Ipsilateral intraarticular knee injuries are a very common (up to 70%) associated injury with diaphyseal femoral fractures in the adult population. The pediatric incidence is unknown, but one should have increased suspicion for these injuries in older children and adolescents. Cruciate and collateral ligament tears and meniscal and osteochondral injuries can occur. Examination for intraarticular injuries is difficult in the acute care setting. A complete ligamentous examination is most easily obtained intraoperatively after stabilization of the femoral fracture and postoperatively by serial evaluation.


Imaging


High-quality anteroposterior (AP) and lateral plain films that include both the hip and knee joints are generally the only radiographic studies required to diagnose and treat pediatric femoral shaft fractures. The advent of the picture archiving and communication system (PACS) has greatly facilitated measurement of intramedullary canal size and femoral length.

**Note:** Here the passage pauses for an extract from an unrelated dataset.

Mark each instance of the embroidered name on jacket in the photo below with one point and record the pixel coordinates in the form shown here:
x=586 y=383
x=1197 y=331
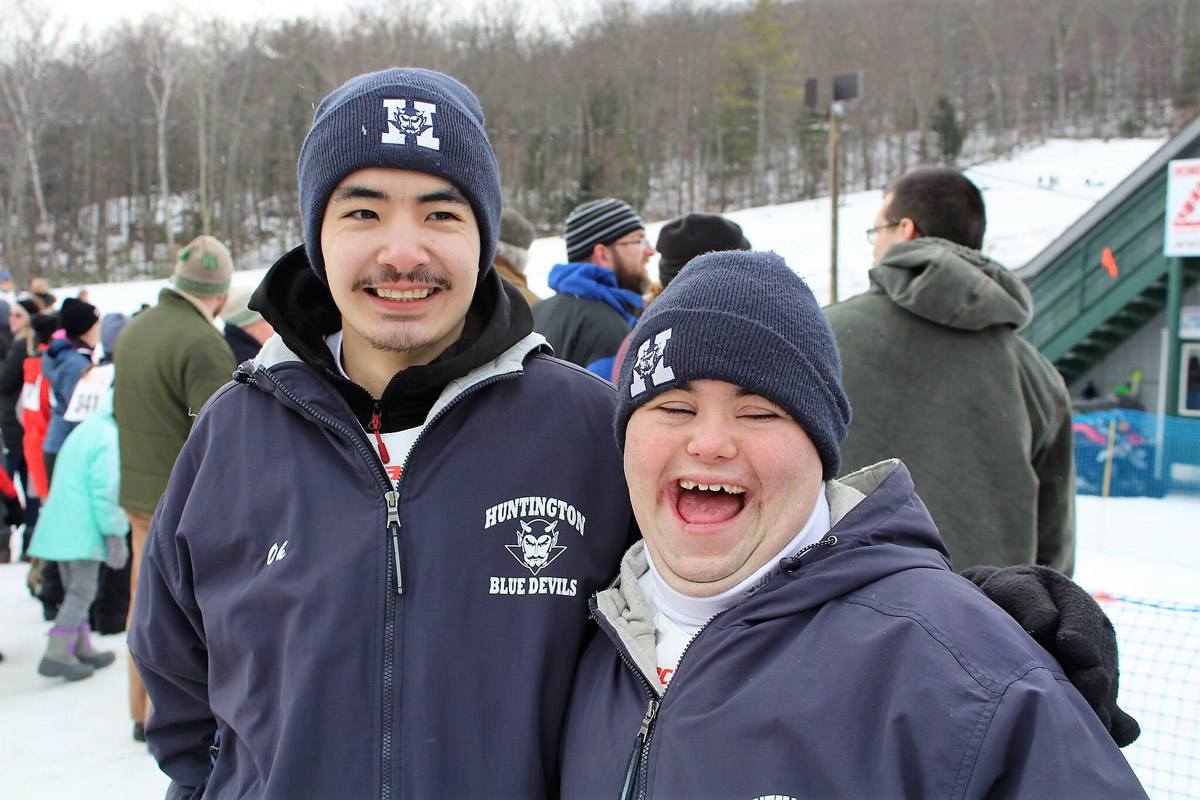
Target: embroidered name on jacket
x=537 y=525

Many practitioners advocate traction films for evaluating stability and predicting treatment outcomes after femoral fractures. The “telescope test” described by Thompson and colleagues predicts that unacceptable final shortening of 25 mm is 20 times more likely if initial shortening of 30 mm or more was identified during the test. The telescope test is a gentle compressive force applied manually across the fracture site. Radiographs are made on standard cassettes with the x-ray beam perpendicular to the fracture site so that maximum overriding of the fracture fragments can be documented. Interestingly, a resting radiographic overlap was not predictive of the final outcome in this study.


Excessive shortening is presumed to result from associated soft tissue injury. Often, the history and physical examination can help predict the likelihood of excessive shortening. Documentation of excessive shortening can often justify the use of more invasive treatment methods.


Computed tomography (CT) can be helpful in the evaluation of physeal or periarticular fractures but is not required in isolated femoral shaft fractures. A bone scan may be useful for the detection of suspected stress or pathologic fractures but is unlikely to yield helpful information in a traumatic fracture. Bone scans have been described as an adjuvant modality for diagnosis of orthopaedic injuries missed in the initial screening of multiply injured patients with head injuries.


Magnetic resonance imaging (MRI) is valuable for assessment of intraarticular pathology, stress fractures, and pathologic lesions. Ipsilateral epiphyseal, ligamentous, meniscal, and osteochondral pathology are relatively common. In particular, one should be concerned about osteochondral injury or bone bruises in patients with persistent knee pain after a healed diaphyseal femoral fracture. MRI is increasingly becoming the diagnostic modality of choice for stress fractures.


Vascular compromise should be evaluated in an expeditious manner. Arteriograms are the historical gold standard for investigating vascular insufficiency. Assessment with duplex ultrasound, ABI, or both may be useful for determining the need for an arteriogram in equivocal cases. Identification of an arterial injury is more likely to occur when the physician suspects and evaluates for a vascular injury. Physical examination alone has proved inadequate for diagnosing vascular compromise.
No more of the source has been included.